Le long règne d’Evo Morales a définitivement pris fin lundi après-midi en pleine jungle, sur la piste de l’aéroport de Chimoré, une ville modeste de 20 000 habitants. Et loin des caméras. Un avion militaire mexicain est venu le chercher après sa démission exigée par l’armée, dimanche. Le président au long cours (treize ans et neuf mois de mandat ininterrompu) s’était retranché dans son fief du Chaparé, la province où il avait commencé son activité syndicale, en défense des cocaleros (cultivateurs de coca). Le gouvernement de gauche de Andrés Manuel López Obrador l’a accueilli à Mexico, ainsi qu’une vingtaine de ses proches.

Sans président ni gouvernement, la Bolivie est plongée dans l’inconnu après le séisme provoqué par l’élection présidentielle du 20 octobre, dont le résultat officiel (victoire de Morales dès le premier tour) était entaché de fraude selon l’opposition et des observateurs internationaux. La figure de proue des trois semaines de protestations violentes qui ont suivi n’a pas été Carlos Mesa, le candidat de droite battu, mais un nouveau venu.

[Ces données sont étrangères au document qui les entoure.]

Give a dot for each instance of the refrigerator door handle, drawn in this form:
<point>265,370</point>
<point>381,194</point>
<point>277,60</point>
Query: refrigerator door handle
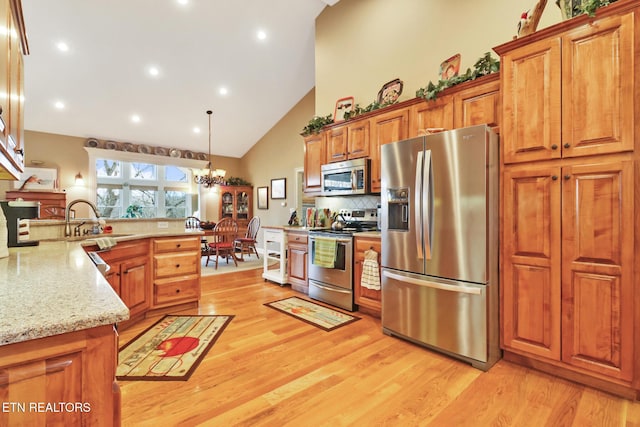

La BBC le qualifie de «Bolsonaro bolivien», et ses partisans l’appellent «Macho Camacho», surnom que portait déjà un champion de boxe portoricain dans les années 80.

 

Luis Fernando Camacho, 40 ans, est un représentant du patronat de Santa Cruz, la capitale économique du pays. Cette ville à majorité blanche n’a jamais accepté l’arrivée au pouvoir d’un président indigène, et s’est illustrée par son opposition farouche à Evo Morales et au MAS, son parti. L’une de ses revendications a été l’accession de la région à l’indépendance.

Mercredi dernier, Camacho est entré en triomphateur à La Paz, la capitale jusqu’alors fidèle à Morales. Revêtu d’un gilet pare-balles, un drapeau dans une main et un chapelet dans l’autre, il a harangué la foule avec véhémence. Ce théocrate furieux se fixe pour objectif de «faire revenir la Bible au palais présidentiel», ce qui augure mal de la prochaine élection, dont la date n’est pas fixée. Sa brusque popularité peut faire de lui un candidat capable de l’emporter, même s’il affirme toujours ne pas vouloir entrer en politique.